The network’s unwillingness to renew her contract “sends a chilling message to the entire newsroom,” Alfonsi told the Times. “I think it was a deliberate choice to penalize a journalist for refusing to sanitize accurate reporting.”
CBS is owned by Paramount Skydance. A network spokesperson did not immediately respond to a Reuters request for comment. Reuters was unable to reach Alfonsi for comment.
The mega-prison segment spread online in December, and then aired on CBS a month later.
Alfonsi criticized the network’s decision at the time, writing in a note to her team that CBS pulled the report for “political” reasons. In a December email to staff defending the decision to hold the piece, Weiss wrote that winning back Americans’ trust “sometimes means holding a piece about an important subject to make sure it is comprehensive and fair.”

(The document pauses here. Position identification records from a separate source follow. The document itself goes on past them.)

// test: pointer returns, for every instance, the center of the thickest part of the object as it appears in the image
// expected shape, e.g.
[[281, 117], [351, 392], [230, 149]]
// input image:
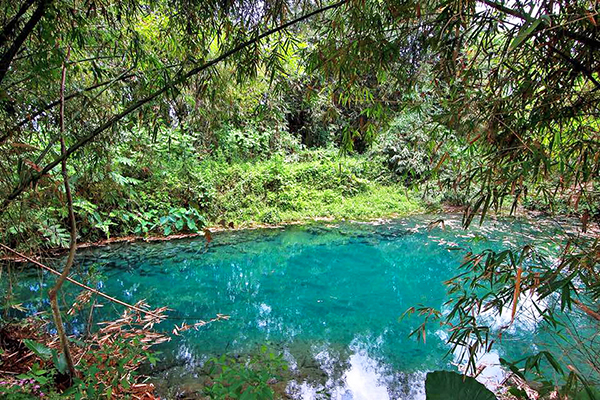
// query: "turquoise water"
[[329, 297]]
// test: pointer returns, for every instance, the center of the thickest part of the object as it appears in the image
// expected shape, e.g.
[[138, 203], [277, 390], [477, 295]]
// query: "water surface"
[[329, 297]]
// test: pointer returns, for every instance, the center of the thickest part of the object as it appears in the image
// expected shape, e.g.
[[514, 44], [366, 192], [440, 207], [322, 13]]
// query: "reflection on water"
[[328, 297]]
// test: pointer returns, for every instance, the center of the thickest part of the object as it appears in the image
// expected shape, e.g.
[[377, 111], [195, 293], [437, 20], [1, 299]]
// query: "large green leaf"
[[38, 349], [447, 385]]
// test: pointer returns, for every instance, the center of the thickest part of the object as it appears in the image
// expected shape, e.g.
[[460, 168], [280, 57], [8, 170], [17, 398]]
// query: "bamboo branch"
[[81, 285]]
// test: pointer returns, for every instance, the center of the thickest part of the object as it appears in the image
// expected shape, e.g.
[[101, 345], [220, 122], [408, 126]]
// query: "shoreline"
[[445, 210]]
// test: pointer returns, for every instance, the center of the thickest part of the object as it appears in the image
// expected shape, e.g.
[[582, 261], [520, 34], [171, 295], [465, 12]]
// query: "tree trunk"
[[64, 343]]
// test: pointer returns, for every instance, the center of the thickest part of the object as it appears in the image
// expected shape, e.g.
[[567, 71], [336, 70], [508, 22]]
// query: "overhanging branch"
[[116, 118]]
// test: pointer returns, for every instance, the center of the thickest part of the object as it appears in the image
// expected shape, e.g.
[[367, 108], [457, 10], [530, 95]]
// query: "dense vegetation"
[[150, 118]]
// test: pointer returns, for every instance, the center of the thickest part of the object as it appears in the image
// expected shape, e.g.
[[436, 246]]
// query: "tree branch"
[[60, 329], [116, 118], [7, 57], [8, 29], [590, 42]]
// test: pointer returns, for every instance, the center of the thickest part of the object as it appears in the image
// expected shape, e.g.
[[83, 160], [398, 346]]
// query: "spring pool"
[[329, 297]]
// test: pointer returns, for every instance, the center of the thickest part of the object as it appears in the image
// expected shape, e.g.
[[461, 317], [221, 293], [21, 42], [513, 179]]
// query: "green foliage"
[[448, 385], [236, 378]]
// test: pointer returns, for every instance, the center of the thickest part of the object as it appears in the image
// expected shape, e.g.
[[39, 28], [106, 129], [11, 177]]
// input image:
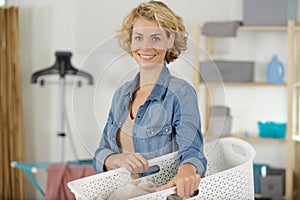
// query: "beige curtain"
[[12, 181]]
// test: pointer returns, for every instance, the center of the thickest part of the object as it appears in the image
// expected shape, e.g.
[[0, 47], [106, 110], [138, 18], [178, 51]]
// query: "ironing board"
[[61, 67], [33, 167]]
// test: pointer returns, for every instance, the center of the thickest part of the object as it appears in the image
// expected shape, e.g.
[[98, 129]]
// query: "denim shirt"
[[168, 121]]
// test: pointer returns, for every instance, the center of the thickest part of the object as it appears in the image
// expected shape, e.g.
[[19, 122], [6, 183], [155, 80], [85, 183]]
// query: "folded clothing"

Skydance Media, run by David Ellison – the son of longtime supporter of President Donald Trump, Larry Ellison – acquired Paramount in August and installed Weiss in October as editor-in-chief. David Ellison helped secure regulatory approval for the deal, which created Paramount Skydance, with the promise that the CBS network would reflect the “varied ideological perspectives” of American viewers.
Trump has repeatedly pressured the Federal Communications Commission to revoke station licenses of major U.S. broadcasters NBC and ABC and charge them for using the public airwaves, as he criticized their news programming.
Prior to the deal, Paramount paid $16 million to settle a 2024 lawsuit Trump filed over a “60 Minutes” interview with former Vice President Kamala Harris, which he said gave a distorted view of his rival for the White House.
The FCC has said the settlement and regulatory review were unrelated.